Di antara deretan emiten yang terancam delisting, nama PT Sri Rejeki Isman Tbk (SRIL) atau Sritex menjadi sorotan utama. Emiten tekstil ini telah dinyatakan pailit setelah gagal bayar utang dan menghadapi tekanan kinerja berat. Selain itu, beberapa emiten BUMN atau anak usaha BUMN juga berada di bawah bayang-bayang penghapusan saham, termasuk PT Waskita Karya Tbk (WSKT), PT Indofarma Tbk (INAF), dan PT PP Properti Tbk (PPRO).
Khusus untuk PT Waskita Karya Tbk (WSKT), manajemen telah mengumumkan dua rencana restrukturisasi ambisius demi mencabut suspensi sahamnya. Restrukturisasi utang perbankan ditargetkan rampung pada Oktober 2024, dengan progres yang diklaim telah mencapai 100%. “Perusahaan bersama kreditur perbankan telah menyepakati Perubahan Perjanjian MRA dan Perubahan Perjanjian KMKP yang telah berlaku efektif sejak 17 Oktober 2024,” ungkap Sekretaris Perusahaan Waskita Karya, Ermy Puspa Yunita, dalam keterbukaan informasi. Sementara itu, restrukturisasi utang obligasi WSKT direncanakan selesai pada Desember 2025, dengan tiga dari empat seri obligasi non-penjaminan yang direstrukturisasi telah disetujui oleh pemegang obligasi, mencapai progres 75%. Saham WSKT sendiri telah disuspensi sejak Mei 2023 akibat gagal bayar empat seri utang obligasi non-penjaminan yang jatuh tempo.
Menanggapi fenomena ini, Investment Analyst Infovesta Utama, Ekky Topan, menjelaskan bahwa nasib emiten yang terancam delisting sangat bergantung pada kondisi internal masing-masing. Pada kasus SRIL, misalnya, status pailit dan suspensi jangka panjang memenuhi syarat untuk forced delisting. Dalam skenario tersebut, investor publik, terutama ritel, menempati prioritas terakhir dalam urutan likuidasi aset, jauh di belakang kreditur. “Artinya, potensi kerugian sangat besar dan buyback kemungkinan tidak dilakukan karena kondisi keuangan emiten sudah tidak memungkinkan,” jelas Ekky pada Selasa (1/7).

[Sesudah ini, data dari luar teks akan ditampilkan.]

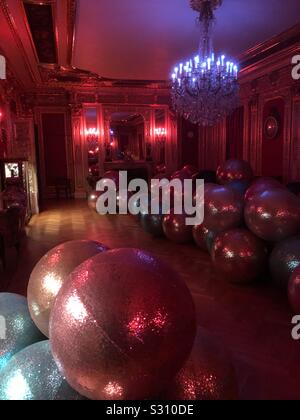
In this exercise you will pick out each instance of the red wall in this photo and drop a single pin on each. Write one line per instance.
(235, 134)
(272, 150)
(54, 147)
(189, 136)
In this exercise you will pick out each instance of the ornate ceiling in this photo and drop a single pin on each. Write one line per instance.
(44, 41)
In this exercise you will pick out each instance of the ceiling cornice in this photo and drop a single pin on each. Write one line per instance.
(11, 23)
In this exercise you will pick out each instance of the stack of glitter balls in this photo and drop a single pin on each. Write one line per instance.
(251, 227)
(107, 325)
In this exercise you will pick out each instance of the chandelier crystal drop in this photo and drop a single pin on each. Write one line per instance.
(205, 89)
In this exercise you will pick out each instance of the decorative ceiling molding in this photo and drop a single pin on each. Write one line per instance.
(41, 24)
(72, 12)
(8, 16)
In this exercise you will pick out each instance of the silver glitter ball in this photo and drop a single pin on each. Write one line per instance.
(17, 329)
(33, 375)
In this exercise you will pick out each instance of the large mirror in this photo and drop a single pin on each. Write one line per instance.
(127, 135)
(160, 136)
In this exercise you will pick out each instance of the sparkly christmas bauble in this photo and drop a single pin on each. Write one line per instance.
(32, 374)
(152, 223)
(284, 260)
(239, 256)
(203, 238)
(273, 215)
(92, 199)
(122, 326)
(261, 185)
(234, 170)
(17, 329)
(208, 375)
(223, 208)
(239, 186)
(294, 291)
(51, 272)
(176, 229)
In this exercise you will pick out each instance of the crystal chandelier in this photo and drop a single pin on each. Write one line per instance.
(205, 88)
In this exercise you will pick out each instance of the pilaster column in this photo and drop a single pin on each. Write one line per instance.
(80, 153)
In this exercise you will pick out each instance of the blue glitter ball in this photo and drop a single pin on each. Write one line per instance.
(17, 329)
(33, 375)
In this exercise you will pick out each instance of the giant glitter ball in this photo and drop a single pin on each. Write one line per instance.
(294, 291)
(152, 223)
(122, 326)
(273, 215)
(203, 237)
(239, 256)
(176, 229)
(234, 170)
(32, 375)
(261, 185)
(208, 375)
(93, 198)
(284, 260)
(223, 208)
(51, 272)
(17, 329)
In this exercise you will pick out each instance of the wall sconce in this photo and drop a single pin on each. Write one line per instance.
(160, 135)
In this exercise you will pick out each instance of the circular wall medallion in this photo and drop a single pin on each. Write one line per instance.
(271, 127)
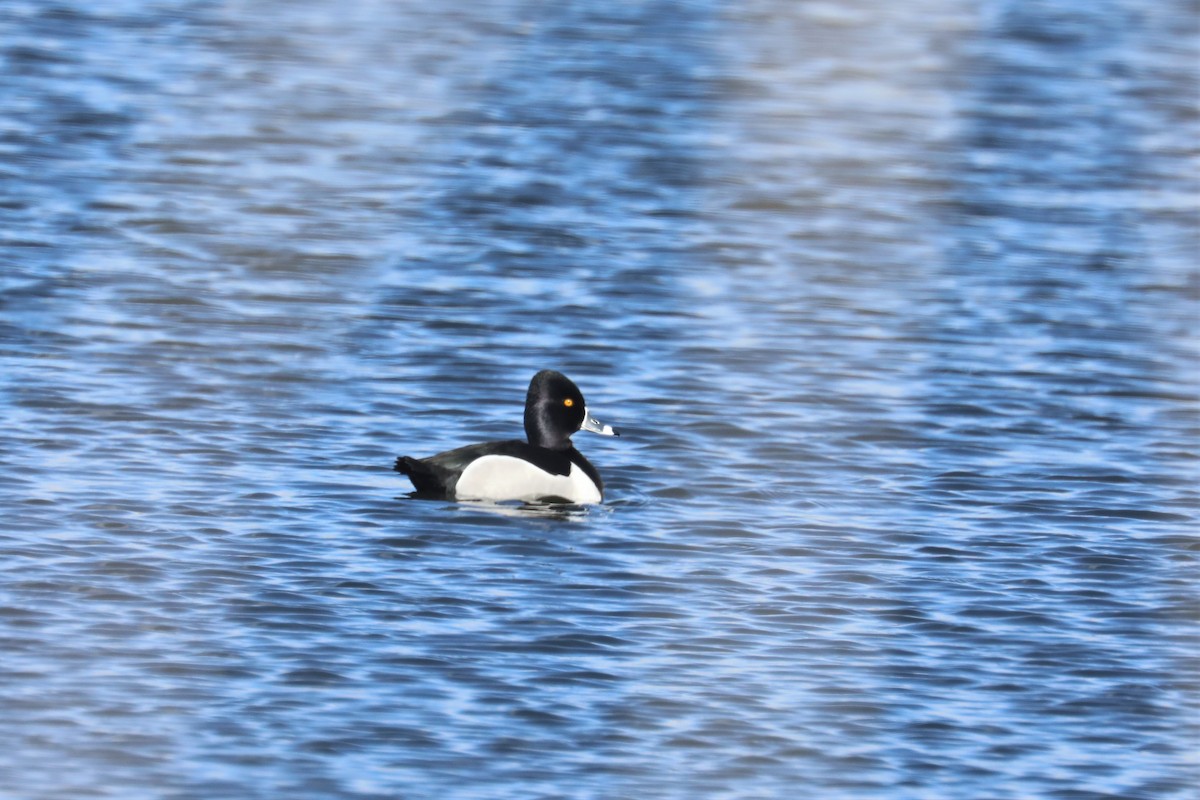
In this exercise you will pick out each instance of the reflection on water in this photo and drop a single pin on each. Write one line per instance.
(894, 307)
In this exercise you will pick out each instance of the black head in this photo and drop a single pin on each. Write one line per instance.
(555, 409)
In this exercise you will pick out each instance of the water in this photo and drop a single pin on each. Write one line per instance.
(895, 307)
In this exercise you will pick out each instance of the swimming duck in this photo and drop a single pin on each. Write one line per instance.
(547, 468)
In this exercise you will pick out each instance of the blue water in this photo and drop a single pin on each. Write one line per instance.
(895, 307)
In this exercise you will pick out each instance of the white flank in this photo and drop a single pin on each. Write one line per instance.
(504, 477)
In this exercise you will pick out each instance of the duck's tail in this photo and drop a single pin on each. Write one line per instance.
(424, 477)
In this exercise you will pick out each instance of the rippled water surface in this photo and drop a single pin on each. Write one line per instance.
(894, 304)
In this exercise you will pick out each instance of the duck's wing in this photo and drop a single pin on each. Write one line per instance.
(438, 475)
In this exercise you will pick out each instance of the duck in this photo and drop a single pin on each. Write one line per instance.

Berbeda dengan SRIL, emiten seperti WSKT masih berupaya keras untuk melepaskan diri dari jerat delisting. Dengan proses restrukturisasi yang didukung pemerintah, WSKT masih memiliki peluang untuk lolos jika rencana mereka berjalan lancar dan tepat waktu. Namun, Senior Market Analyst Mirae Asset Sekuritas, Nafan Aji Gusta, mengakui posisi investor yang ‘nyangkut’ di saham berpotensi delisting memang serba sulit. Peluang kerugian yang sangat besar menuntut investor untuk meminimalisir risiko. “Untuk emiten yang ingin lepas dari suspensi, harus ada komitmen dari mereka untuk memperbaiki kinerja,” tegas Nafan. Jika emiten terpaksa delisting, maka aksi buyback menjadi suatu keharusan.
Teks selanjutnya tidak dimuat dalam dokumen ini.